Responsabilité financière des gestionnaires publics

En effet, la réforme de la responsabilité financière des gestionnaires publics, entrée en vigueur début 2023, a accentué ce paradoxe. Désormais, le DGS pourrait considérer que chaque décision est susceptible d’alimenter un contentieux imprévisible. Comme le souligne très justement la présidente du SNDGCT, Hélène Guillet, un simple retard administratif, une prime pourtant validée depuis longtemps, un délai de paiement dépassé de quelques jours (des motifs autrefois considérés comme mineurs) deviennent aujourd’hui des dossiers sensibles devant le juge financier.

Résultat : une inquiétude latente s’installe durablement au sein des équipes dirigeantes, contraintes à un exercice de justification a posteriori coûteux en temps et en énergie.

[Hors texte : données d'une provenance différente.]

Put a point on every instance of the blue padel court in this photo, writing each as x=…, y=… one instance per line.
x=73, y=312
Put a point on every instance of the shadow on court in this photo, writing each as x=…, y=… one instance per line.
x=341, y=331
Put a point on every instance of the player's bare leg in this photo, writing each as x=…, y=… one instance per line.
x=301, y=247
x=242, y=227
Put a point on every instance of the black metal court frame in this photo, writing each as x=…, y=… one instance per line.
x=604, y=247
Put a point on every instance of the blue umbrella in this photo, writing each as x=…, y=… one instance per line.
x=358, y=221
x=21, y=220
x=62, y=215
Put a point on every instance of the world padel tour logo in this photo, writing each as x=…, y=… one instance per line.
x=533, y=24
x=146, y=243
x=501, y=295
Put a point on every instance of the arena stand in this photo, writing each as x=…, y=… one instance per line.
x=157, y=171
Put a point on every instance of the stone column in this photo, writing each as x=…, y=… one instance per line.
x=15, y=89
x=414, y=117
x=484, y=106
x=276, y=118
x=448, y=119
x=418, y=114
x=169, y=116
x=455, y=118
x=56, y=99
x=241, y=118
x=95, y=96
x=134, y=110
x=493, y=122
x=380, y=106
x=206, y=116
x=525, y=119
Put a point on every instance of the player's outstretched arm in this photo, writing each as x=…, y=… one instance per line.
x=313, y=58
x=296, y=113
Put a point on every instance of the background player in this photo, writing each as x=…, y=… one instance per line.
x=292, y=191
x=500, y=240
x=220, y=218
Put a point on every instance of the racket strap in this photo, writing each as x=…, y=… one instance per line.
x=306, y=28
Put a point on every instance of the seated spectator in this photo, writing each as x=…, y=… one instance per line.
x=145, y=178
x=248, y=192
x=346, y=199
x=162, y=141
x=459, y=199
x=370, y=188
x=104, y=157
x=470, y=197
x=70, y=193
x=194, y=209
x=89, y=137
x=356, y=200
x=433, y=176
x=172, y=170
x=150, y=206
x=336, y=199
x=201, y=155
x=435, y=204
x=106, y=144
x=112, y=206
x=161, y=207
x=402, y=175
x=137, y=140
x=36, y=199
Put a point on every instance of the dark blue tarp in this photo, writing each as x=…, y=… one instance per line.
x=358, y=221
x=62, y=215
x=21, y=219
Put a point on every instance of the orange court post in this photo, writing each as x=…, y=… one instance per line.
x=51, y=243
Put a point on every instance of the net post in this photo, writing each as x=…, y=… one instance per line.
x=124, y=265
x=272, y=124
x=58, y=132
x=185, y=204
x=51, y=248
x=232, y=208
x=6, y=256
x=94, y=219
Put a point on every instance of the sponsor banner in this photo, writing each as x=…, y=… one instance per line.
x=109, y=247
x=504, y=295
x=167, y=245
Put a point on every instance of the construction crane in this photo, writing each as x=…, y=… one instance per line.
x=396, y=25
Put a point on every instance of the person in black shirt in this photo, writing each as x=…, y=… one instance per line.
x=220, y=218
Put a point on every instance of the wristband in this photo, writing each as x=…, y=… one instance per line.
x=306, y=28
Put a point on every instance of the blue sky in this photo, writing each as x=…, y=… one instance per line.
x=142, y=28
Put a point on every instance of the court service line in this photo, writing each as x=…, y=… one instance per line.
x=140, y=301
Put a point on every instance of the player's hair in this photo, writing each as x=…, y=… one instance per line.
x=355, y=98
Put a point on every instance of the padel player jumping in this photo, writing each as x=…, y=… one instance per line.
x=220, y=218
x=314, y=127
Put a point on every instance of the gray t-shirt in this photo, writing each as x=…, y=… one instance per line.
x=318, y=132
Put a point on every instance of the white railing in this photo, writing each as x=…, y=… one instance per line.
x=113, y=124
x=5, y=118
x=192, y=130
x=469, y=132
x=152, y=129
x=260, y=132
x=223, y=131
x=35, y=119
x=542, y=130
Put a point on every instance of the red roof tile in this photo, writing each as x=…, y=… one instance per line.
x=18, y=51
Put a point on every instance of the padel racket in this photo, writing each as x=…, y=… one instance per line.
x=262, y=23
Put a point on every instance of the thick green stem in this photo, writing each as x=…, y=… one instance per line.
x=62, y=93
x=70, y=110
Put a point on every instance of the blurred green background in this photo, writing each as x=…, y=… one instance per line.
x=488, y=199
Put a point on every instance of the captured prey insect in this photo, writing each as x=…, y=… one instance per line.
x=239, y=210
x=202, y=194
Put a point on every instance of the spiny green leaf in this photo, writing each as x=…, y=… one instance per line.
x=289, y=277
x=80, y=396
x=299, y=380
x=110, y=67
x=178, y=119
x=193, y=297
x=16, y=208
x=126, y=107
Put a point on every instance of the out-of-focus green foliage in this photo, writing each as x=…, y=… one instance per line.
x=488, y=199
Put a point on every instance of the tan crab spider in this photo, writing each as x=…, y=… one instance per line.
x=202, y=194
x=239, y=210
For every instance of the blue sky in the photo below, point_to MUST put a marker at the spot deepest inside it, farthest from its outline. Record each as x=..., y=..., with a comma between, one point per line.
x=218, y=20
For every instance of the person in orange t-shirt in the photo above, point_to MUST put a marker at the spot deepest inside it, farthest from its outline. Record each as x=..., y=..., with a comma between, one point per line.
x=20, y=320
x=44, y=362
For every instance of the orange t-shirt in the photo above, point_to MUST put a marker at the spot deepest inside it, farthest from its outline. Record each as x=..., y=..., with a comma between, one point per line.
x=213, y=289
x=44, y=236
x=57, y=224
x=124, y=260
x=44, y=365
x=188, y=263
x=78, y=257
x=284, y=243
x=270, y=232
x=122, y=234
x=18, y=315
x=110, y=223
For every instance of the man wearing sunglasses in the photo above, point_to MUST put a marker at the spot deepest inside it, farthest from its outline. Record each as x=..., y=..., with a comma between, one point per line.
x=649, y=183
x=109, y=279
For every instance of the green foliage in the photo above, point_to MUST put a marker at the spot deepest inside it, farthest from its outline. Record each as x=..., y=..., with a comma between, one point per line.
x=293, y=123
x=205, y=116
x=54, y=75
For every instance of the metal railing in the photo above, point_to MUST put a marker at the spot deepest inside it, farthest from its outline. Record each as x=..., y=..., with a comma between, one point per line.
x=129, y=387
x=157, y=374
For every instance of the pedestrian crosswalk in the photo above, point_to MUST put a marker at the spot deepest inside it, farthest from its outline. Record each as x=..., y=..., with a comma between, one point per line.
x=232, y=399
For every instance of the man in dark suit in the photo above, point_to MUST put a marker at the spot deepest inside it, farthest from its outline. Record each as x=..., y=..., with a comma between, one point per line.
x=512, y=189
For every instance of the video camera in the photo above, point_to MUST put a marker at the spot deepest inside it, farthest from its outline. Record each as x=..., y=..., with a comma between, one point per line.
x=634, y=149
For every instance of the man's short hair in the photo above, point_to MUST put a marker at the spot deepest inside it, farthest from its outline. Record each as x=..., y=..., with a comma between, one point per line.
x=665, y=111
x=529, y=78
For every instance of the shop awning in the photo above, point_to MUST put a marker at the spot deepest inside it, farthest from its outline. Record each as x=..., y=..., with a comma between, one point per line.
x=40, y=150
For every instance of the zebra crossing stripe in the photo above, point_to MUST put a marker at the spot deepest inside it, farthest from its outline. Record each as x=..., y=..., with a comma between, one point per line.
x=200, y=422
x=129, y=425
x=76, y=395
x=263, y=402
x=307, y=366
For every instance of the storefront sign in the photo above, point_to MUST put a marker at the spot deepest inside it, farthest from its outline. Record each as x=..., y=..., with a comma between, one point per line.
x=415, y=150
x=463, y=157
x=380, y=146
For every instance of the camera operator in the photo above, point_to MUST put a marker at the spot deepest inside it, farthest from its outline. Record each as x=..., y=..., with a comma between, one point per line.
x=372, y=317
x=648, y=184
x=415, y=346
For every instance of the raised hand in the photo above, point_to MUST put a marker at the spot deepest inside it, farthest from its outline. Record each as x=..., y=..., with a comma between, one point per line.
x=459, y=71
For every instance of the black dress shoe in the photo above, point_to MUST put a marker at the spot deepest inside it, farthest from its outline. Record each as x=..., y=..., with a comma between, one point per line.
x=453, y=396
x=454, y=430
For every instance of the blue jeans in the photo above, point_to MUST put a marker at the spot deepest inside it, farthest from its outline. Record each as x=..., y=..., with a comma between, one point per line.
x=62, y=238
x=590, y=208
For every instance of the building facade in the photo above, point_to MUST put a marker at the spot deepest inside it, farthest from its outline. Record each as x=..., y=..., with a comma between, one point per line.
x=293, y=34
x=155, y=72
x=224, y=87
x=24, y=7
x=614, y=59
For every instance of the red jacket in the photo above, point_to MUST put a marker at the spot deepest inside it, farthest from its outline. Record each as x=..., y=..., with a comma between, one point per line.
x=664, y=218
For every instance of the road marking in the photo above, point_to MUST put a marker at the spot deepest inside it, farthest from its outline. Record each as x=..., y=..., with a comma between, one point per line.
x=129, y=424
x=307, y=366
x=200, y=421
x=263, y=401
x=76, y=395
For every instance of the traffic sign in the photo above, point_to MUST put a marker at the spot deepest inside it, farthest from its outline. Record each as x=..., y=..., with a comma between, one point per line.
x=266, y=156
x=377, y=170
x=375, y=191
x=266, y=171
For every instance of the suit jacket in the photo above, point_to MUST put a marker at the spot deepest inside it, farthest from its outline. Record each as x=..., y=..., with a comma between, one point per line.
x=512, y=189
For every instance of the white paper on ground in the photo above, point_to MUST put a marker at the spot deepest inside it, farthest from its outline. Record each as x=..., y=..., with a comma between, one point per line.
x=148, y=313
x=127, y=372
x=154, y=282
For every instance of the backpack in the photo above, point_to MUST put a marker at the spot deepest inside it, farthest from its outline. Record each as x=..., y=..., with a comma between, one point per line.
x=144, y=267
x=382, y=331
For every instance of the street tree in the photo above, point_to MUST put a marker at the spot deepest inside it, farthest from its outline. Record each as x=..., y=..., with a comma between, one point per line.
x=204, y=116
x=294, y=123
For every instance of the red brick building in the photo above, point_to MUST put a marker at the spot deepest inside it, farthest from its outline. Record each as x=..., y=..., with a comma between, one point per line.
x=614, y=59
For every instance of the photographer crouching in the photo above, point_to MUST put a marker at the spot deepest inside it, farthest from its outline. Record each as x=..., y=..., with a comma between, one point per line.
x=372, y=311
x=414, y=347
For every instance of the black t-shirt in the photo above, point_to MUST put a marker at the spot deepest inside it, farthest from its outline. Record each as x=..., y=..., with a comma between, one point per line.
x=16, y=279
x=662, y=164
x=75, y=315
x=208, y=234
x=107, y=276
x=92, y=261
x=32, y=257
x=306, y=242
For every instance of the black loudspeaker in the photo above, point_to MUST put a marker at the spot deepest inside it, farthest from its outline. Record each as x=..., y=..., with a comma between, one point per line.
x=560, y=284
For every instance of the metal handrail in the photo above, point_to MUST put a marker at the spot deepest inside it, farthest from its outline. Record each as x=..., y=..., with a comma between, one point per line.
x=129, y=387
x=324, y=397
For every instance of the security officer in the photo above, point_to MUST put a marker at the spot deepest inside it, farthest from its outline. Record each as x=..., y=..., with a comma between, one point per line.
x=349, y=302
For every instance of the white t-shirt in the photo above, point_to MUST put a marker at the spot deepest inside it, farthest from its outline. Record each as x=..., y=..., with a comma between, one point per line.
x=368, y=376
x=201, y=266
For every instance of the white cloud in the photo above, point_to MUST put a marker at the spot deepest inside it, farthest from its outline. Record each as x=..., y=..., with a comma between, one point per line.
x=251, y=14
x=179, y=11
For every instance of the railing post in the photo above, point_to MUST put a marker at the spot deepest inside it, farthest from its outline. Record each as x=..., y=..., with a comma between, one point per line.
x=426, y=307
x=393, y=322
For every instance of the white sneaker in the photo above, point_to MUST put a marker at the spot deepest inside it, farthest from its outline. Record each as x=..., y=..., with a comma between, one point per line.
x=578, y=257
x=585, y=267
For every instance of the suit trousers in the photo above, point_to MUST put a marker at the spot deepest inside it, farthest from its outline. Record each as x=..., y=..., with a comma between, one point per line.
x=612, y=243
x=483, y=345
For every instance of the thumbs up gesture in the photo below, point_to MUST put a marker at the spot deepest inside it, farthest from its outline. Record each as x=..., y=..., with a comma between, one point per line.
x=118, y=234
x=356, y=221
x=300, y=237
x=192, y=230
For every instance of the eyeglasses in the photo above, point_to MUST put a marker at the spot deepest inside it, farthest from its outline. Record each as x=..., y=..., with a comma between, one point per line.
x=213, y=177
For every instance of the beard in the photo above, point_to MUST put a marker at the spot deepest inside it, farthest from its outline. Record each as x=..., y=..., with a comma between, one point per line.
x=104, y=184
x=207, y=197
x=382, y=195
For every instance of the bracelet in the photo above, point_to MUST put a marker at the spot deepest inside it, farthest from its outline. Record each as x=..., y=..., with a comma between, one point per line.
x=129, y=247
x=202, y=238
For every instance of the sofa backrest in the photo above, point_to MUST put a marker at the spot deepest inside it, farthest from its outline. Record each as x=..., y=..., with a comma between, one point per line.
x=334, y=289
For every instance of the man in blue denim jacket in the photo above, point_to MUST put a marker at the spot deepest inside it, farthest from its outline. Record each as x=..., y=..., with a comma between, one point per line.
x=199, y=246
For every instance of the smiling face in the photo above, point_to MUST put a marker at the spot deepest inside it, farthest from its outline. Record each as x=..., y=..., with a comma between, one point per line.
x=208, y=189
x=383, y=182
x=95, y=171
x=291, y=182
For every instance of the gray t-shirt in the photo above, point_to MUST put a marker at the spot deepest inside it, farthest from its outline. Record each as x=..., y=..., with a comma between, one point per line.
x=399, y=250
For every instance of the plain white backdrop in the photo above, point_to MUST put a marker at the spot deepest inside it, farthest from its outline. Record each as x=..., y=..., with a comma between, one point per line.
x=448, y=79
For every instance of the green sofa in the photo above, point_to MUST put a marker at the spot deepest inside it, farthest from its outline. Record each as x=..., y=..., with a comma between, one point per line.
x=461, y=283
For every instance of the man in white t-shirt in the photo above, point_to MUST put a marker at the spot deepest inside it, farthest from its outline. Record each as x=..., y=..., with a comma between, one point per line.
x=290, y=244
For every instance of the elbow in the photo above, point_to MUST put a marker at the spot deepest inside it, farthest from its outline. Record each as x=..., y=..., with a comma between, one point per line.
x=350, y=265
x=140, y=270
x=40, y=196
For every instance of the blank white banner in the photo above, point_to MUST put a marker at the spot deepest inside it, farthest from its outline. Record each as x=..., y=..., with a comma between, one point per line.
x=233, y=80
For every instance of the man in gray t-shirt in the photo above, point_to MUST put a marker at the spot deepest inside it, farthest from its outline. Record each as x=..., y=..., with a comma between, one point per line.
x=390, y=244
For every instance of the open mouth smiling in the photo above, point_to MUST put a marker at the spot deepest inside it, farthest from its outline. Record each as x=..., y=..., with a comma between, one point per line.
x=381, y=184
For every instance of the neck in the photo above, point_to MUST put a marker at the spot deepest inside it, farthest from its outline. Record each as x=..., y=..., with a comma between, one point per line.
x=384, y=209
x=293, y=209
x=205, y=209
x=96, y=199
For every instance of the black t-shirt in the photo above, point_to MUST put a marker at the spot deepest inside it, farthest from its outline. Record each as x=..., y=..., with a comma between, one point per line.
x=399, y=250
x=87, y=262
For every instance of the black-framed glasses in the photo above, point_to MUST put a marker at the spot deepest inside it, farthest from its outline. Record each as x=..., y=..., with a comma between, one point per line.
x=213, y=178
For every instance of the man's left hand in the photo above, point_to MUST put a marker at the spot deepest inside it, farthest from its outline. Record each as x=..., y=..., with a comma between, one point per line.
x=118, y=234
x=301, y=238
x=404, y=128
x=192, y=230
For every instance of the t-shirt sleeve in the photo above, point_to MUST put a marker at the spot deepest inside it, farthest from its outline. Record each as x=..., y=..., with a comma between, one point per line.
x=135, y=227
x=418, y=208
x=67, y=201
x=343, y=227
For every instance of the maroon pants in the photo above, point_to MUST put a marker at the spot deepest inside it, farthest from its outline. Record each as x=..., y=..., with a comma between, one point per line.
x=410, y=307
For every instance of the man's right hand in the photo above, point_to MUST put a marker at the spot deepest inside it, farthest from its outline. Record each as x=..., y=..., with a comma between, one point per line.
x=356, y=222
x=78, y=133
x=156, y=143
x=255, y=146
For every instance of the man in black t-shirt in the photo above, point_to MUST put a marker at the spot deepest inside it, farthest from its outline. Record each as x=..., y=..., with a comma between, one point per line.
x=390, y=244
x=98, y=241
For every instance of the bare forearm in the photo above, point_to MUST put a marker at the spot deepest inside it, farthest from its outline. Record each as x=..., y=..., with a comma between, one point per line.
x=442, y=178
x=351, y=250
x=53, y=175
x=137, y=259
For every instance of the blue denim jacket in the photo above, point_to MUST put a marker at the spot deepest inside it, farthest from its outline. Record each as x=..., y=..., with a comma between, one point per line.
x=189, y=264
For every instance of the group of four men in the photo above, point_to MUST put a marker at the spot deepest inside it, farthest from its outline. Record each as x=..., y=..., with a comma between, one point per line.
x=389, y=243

Dans ce contexte, la protection fonctionnelle, refusée d’ailleurs pour le contentieux financier, ressemble de plus en plus à une promesse théorique difficile à tenir en pratique. Face à l’augmentation des mises en cause individuelles, les collectivités territoriales deviennent extrêmement prudentes. Avec un principal risque : que le principe de précaution administratif se substitue progressivement à l’esprit d’initiative, qu’innover devienne risqué, qu’oser semble audacieux et que prendre une décision s’avère finalement dangereux.

Le sujet s’intensifie encore avec l’approche des municipales de 2026. Pris entre les exigences des élus sortants et les promesses (à venir) des nouveaux candidats, le DGS se doit pourtant d’incarner la neutralité parfaite, tout en mesurant chaque jour qu’il pourrait aisément servir de « fusible politico-managérial ». Une position délicate, dans laquelle il est davantage jugé sur ce qu’il incarne que sur la qualité globale de son travail.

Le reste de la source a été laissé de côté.